My name is Kfir and programming is an hobby of mine. Seeing how ZM can be CPU heavy, i thought it will be challenging to see how far i can go with reducing ZM's CPU usage.
I started working on this at around February 2011 and been working on this slowly (because of limited free time). I first wanted to get an overall view of the zm components. I did this by compiling zoneminder statically with profiling enabled to be able to see how many times each function is called and how much time it takes it to execute. I then began tackling the most used, most heavy functions.I discovered that for some operations, it is possible to take advantage of advanced CPU extensions such as SSE2(Pentium 4 and newer) or SSSE3(Intel Atom and newer) which are CPU extensions by intel that add SIMD instructions.
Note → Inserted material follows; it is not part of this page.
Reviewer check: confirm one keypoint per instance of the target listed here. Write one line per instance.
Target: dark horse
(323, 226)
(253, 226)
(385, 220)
SIMD means "Single Instruction, Multiple data". The idea is to be able to work on multiple data using just 1 instruction. So for example, if we want to divide 4 integers, instead of loading the first one, dividing it, storing the result, loading the second one, dividing it, storing the result (and so on), we are able to load all these 4 integers into a large register (XMM register) using a single instruction, divide them all at once using a single instruction and store them all back to memory, also using a single instruction. So theoretically, we are now working on 4 integers/time instead of 1 integers/time. This should result in 400% speedup but is very often not the case, because sometimes we have to arrange the data to however we want it on the XMM registers, and because SSE2\SSSE3 instruction set is very limited and sometimes we have to write code to emulate an instruction that isn't available in SSE2\SSSE3, So the effective speedup should be around 200%, which is still very significant.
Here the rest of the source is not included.